BURGER: Ich möchte vielleicht einfach, damit das nicht sozusagen in einer völlig falschen Richtung verstanden wird, noch einmal sagen: Es ist ja klar, dass wir in den nächsten Jahren in Deutschland weniger Gas verbrauchen werden, nicht mehr. Wir müssen das nur aus anderen Quellen beziehen. Deswegen ändert sich auch an der Stoßrichtung unserer internationalen Verpflichtungen nichts. Wie Herr Büchner es dargestellt hat, halten wir natürlich an unseren Verpflichtungen aus dem Pariser Abkommen vollumfänglich fest.

ZUSATZ JUNG: Aber das ist ja die Reling von Ihnen. Wir reden ja nicht über das Pariser Abkommen es ist ja keine Frage, dass Sie daran festhalten , sondern es geht um dieses „joint commitment“, und Sie vermeiden tunlichst zu sagen, dass Sie noch dazu stehen, sondern, wie die Berichterstattung laut Herrn Jessen ja besagt, wollen das zurückdrehen.
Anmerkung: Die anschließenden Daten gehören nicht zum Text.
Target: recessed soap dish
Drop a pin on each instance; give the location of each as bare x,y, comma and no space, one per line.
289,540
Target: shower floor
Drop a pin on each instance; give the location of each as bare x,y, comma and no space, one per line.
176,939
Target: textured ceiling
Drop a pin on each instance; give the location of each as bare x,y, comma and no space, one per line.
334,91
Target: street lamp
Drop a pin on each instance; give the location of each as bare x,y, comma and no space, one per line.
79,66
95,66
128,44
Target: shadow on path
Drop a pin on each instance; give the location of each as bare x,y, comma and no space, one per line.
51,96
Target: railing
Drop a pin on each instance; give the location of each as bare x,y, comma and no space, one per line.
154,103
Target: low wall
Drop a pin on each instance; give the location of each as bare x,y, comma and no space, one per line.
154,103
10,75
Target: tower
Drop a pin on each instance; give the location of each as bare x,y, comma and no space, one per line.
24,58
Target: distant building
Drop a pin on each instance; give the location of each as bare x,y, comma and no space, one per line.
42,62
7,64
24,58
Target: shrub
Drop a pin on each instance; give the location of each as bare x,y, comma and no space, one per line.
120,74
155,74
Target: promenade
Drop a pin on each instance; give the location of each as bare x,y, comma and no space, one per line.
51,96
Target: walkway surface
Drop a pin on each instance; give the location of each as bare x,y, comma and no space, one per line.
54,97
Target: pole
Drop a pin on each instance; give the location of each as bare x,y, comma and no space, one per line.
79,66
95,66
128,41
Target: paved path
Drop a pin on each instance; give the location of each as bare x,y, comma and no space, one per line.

Das passt doch zu dem, was Sie hier sagen, weil Sie nicht dazu stehen!

SRS BÜCHNER: Was wir vermeiden, Herr Jung, ist, hier Presseberichte über Gespräche zu kommentieren, die noch laufen und die wir von hier aus nicht einschätzen können. Deshalb müssen wir an dieser Stelle jetzt einfach noch einmal abwarten, was sozusagen beim G7-Gipfel besprochen und beschlossen wird.

FRAGE HUBER: Mir geht es um die Frage der vorübergehenden Beschäftigung ausländischer Mitarbeiter an Flughäfen. Das ist sicherlich eine Frage an das Arbeitsministerium und das Innenministerium. Zum einen gab es gestern einen Medienbericht. Die Frage wäre: Wie weit ist diese Idee schon gediehen, das heißt, wie schnell soll das jetzt kommen und in welchen Bereichen sollen die eingesetzt werden, wenn es denn klappt?

Die andere Frage betrifft die Sicherheit. Es gibt ja am Flughafen auch eine spezielle Situation. Was sind dafür überhaupt die Voraussetzungen? Wie kurzfristig könnte man ausländische Mitarbeiter jetzt überhaupt einsetzen und diese Sicherheitsüberprüfung durchführen?

EHRENTRAUT: Danke für die Frage! – Der Minister hat ja am Wochenende deutlich gemacht, dass die Bundesregierung plant, aufgrund der ungewöhnlichen Situation an den Flughäfen die Einreise von dringend benötigtem Personal aus dem Ausland für eine vorübergehende Tätigkeit in Deutschland zu ermöglichen. Er hat darauf hingewiesen, dass diese Beschäftigten natürlich nach Tariflohn bezahlt werden müssten und dass für die befristete Zeit von den Unternehmen auch anständige Unterkünfte bereitgestellt werden müssten. Zu allen weiteren Details kann ich noch nichts sagen. Hierzu dauern die Gespräche an. Daher bleiben die Details abzuwarten.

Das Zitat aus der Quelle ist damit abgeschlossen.